Python for Statistics, Data Analysis, and Data Science#

This guide, intended for beginners and more experienced programmers alike, will help you find a Python setup and build a research workflow that works for you.

For beginner to intermediate programmers, this guide will get you started with a powerful but beginner-friendly Python setup that will support both Python learning and many research needs. If you are a beginner, we recommend that you:

  1. Read the general information on this page to learn what Python is, who this guide is for, and whether it is right for you.

  2. Continue to the Which Setup is Right for Me? page to learn more about Google Colab, our recommendation for beginner users.

  3. Proceed to our guide for getting set up in Google Colab.

  4. (Optional, as needed) See the additional resources section for information on free access (through Tufts) to the online learning platform Udemy for beginner-level tutorials and resources on Python programming. Google Colab can be used for many Jupyter Notebook-based introductory courses/tutorials or as your first setup after completing an introductory course.

For intermediate to advanced programmers: if you intend to use Python for statistics, data analysis, or data science (see Who is this Guide For? below) and you think you may be ready for a more advanced setup, you can skip directly to our setup guide at Which Setup is Right for Me? There you can compare our beginner-to-intermediate recommendation (Google Colab) to our more advanced option (Microsoft VS Code with Miniforge) to weigh the pros and cons of each setup, and then follow the links to proceed to the setup instructions for whichever option you choose.

For those using the Tufts High-Performance Computing (HPC) Cluster, the Which Setup is Right for Me? page will also provide recommendations and links to information for how to use Python most effectively on the HPC.

There are many useful textbooks and tutorials on Python, but we find that it can still be daunting to sort through the many setups and find one that works for you and your research. This guide intends to fill that gap.

Read on to learn more about Python and whether it might be right for you.

What is Python?#

Python is a powerful, open-source programming language that can be used for statistics, machine learning, data visualization, and many other research tasks. It is a particularly strong choice for researchers who want access to cutting-edge tools for advanced data science, including packages for machine learning, artificial intelligence, and natural language processing. Best of all, it’s free, and can be used by anyone anywhere without worrying about licensing agreements or use restrictions.

Who is this Guide For?#

Python is a general purpose programming language, which means it’s useful not just for academic researchers and data scientists, but also for software developers and other professions as well. This guide, however, is intended specifically for those planning to use Python for:

  • Statistics

  • Data Analysis

  • Data Visualization

  • Data Science

  • Machine Learning

  • AI

  • Natural Language Processing

Those who wish to use Python for other purposes (such as software or application development) may wish to consult other sources.

Is Python Right for Me?#

If you are planning to use Python, be advised that it does have a bit of a learning curve. Be prepared to invest a bit more time learning how to set up and use it.

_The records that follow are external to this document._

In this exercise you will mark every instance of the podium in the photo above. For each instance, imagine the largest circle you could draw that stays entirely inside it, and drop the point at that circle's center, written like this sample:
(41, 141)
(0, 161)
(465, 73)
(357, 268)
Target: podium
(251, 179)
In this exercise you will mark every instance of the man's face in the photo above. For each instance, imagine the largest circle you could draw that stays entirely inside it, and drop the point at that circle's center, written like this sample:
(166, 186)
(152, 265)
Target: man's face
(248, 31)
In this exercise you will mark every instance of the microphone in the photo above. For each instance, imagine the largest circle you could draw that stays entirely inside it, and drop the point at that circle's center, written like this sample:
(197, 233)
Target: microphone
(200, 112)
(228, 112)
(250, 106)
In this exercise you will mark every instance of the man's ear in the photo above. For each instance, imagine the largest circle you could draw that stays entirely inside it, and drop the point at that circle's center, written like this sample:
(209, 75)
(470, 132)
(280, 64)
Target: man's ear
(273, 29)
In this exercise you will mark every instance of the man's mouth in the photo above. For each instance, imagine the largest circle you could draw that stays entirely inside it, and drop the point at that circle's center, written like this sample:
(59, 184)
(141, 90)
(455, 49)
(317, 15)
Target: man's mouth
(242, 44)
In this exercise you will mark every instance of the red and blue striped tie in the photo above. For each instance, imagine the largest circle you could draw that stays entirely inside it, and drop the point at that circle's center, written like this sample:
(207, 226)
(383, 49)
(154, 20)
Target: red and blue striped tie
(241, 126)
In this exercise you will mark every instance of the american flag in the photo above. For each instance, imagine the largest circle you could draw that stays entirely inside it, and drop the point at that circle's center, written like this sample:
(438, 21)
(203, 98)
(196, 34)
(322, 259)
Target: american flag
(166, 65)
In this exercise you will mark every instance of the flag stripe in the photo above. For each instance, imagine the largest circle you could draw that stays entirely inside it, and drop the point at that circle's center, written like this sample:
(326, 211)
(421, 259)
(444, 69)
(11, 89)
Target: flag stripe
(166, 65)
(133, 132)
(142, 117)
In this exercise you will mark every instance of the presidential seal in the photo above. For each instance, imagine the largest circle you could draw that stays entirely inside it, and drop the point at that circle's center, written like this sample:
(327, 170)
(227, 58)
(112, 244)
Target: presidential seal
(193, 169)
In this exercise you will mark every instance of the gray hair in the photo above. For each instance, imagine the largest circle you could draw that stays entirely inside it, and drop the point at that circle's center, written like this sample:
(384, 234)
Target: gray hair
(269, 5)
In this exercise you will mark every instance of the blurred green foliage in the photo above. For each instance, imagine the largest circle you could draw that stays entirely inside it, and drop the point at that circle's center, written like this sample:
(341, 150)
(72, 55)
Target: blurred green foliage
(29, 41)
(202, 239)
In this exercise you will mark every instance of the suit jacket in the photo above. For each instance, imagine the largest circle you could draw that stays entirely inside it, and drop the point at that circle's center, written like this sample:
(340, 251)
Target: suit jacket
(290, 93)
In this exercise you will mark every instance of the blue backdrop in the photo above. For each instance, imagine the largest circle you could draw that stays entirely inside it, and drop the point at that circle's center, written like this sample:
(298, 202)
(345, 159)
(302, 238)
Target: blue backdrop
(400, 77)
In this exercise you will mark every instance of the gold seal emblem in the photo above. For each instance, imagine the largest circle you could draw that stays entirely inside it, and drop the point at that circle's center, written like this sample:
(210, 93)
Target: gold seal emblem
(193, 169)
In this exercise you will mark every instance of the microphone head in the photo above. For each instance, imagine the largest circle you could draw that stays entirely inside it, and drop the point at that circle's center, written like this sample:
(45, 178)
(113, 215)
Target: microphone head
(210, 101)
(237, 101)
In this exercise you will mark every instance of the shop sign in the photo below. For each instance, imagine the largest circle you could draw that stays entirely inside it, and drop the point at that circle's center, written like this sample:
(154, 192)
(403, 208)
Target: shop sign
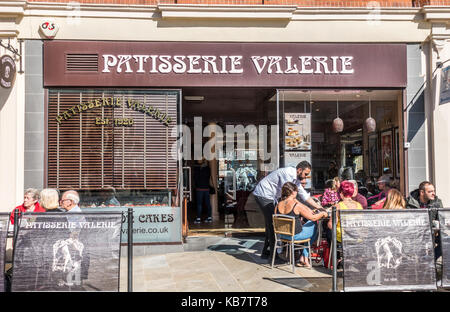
(444, 225)
(49, 28)
(67, 252)
(387, 250)
(7, 71)
(183, 64)
(113, 102)
(291, 159)
(151, 224)
(445, 86)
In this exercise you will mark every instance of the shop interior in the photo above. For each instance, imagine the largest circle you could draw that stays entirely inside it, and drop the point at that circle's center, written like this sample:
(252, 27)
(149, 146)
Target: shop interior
(353, 153)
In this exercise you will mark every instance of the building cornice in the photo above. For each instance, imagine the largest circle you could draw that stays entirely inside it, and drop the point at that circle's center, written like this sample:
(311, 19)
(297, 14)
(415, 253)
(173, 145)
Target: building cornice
(436, 14)
(199, 11)
(12, 8)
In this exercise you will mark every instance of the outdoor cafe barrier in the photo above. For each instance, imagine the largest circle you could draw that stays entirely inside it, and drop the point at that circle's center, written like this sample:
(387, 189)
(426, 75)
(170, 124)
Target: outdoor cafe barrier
(388, 250)
(444, 226)
(4, 221)
(67, 252)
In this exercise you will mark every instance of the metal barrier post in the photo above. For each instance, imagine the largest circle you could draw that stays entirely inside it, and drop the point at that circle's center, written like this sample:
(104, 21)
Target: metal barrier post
(16, 224)
(130, 249)
(334, 244)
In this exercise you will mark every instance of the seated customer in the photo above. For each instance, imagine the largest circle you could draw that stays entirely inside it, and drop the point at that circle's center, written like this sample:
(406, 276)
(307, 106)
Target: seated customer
(358, 197)
(384, 186)
(30, 203)
(50, 200)
(290, 206)
(394, 200)
(331, 195)
(346, 192)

A programming language (like R or Python) is the most powerful and flexible way to work with data, but not everyone needs to learn to program. If you plan to do only basic statistics and do not need the full power of a programming language, you may find that there are simpler, more beginner-friendly solutions that meet your needs. For example, Jamovi and PSPP are two options for free software that, while less powerful than programming languages, offer intuitive graphical interfaces and can handle a large variety of common statistical methods.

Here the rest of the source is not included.